Receipts are among the most important documents in bookkeeping. Bureaucratic processes surrounding holding onto different kinds of receipts, invoices, and documents can seem tedious or even unnecessary. But doing so can pay off – literally. In this guide, we explain why and how to order your documents, the different types of receipts, and the basics of bookkeeping.
Creating sales receipts belongs to the canon of standard business practices, just as with writing invoices. Issuing a sales receipt can be a lot easier than issuing an invoice and with the correct template, it’s like child’s play. But what needs to be considered when creating a sales receipt and why do they have to be created in the first place?
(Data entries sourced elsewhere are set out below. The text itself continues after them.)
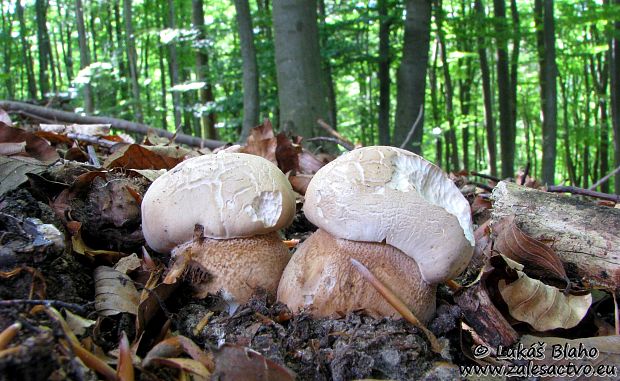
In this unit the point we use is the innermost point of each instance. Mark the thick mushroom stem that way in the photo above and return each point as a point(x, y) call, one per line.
point(235, 267)
point(320, 279)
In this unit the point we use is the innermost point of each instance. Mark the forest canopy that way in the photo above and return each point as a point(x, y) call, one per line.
point(491, 86)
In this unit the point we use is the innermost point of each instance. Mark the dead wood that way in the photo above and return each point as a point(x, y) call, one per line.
point(585, 236)
point(59, 116)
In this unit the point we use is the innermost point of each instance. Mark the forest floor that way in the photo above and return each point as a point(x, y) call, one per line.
point(82, 299)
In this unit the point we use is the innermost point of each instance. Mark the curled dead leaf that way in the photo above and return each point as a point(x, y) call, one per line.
point(539, 259)
point(542, 306)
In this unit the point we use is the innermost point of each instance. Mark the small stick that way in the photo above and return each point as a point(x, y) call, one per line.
point(398, 304)
point(44, 302)
point(583, 192)
point(484, 176)
point(346, 145)
point(604, 179)
point(413, 127)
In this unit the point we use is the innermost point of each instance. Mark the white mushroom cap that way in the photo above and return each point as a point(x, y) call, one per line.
point(387, 194)
point(231, 195)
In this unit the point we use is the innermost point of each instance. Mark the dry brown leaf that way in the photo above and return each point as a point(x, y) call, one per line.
point(542, 306)
point(114, 292)
point(234, 362)
point(595, 352)
point(136, 156)
point(36, 147)
point(539, 259)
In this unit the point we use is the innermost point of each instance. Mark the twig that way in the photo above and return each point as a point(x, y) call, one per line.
point(346, 145)
point(525, 174)
point(583, 192)
point(45, 302)
point(414, 127)
point(485, 176)
point(604, 179)
point(330, 130)
point(398, 304)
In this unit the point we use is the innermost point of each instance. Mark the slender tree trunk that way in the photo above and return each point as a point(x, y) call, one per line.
point(173, 67)
point(43, 46)
point(26, 54)
point(130, 43)
point(202, 69)
point(84, 54)
point(5, 35)
point(250, 68)
point(411, 79)
point(487, 95)
point(548, 75)
point(614, 68)
point(301, 87)
point(385, 22)
point(448, 90)
point(507, 139)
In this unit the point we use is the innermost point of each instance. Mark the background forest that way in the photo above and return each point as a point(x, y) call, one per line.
point(479, 85)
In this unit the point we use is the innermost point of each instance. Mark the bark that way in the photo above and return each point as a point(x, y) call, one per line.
point(84, 54)
point(448, 91)
point(411, 78)
point(130, 44)
point(301, 90)
point(614, 69)
point(250, 69)
point(507, 136)
point(548, 88)
point(26, 54)
point(43, 46)
point(588, 242)
point(173, 67)
point(384, 72)
point(55, 116)
point(487, 95)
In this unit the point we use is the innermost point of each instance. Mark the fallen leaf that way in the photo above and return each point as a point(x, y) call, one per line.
point(136, 156)
point(13, 171)
point(542, 306)
point(539, 259)
point(114, 292)
point(234, 362)
point(36, 147)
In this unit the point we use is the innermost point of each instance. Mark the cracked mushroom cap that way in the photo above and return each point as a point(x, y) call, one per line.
point(387, 194)
point(231, 195)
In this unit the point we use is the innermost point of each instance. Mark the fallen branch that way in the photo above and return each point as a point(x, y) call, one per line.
point(583, 192)
point(55, 116)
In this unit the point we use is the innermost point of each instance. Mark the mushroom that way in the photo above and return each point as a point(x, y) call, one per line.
point(394, 212)
point(218, 216)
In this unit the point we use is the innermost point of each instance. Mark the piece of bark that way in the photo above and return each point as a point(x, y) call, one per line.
point(585, 236)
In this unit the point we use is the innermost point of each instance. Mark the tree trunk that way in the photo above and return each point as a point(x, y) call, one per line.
point(332, 109)
point(43, 46)
point(301, 89)
point(84, 54)
point(173, 67)
point(411, 78)
point(202, 68)
point(250, 69)
point(507, 138)
point(130, 42)
point(453, 164)
point(548, 88)
point(385, 22)
point(487, 95)
point(614, 68)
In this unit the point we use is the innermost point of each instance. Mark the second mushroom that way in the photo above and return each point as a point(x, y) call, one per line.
point(394, 212)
In this article, we will explain how to correctly issue a receipt and which obligatory details you shouldn’t forget.
What is a sales receipt and what is required?
A sales receipt is an acknowledgment confirming the payment for a service or a product. The document typically shows the date and time that the purchase was made, the items purchased, the amount, the method of payment and the store details if the item was purchased from a brick and mortar store as opposed to over the internet. By law, the electronic receipts issued by vendors must comply with the regulations in the location that the sales receipt was issued i.e. where the vendor is located.
The regulations of the FDIC (Federal Deposit Insurance Corporation) must be adhered to and in many cases, this means that the vendor has to indicate the card or bank used on the sales receipt as well as the transaction date and the authorization number. The signatures of both the vendor and the customer need to be present as well as a description of the products, a description of the transaction type, and the amount of tax paid. If the customer used a different currency then the conversion needs to be shown.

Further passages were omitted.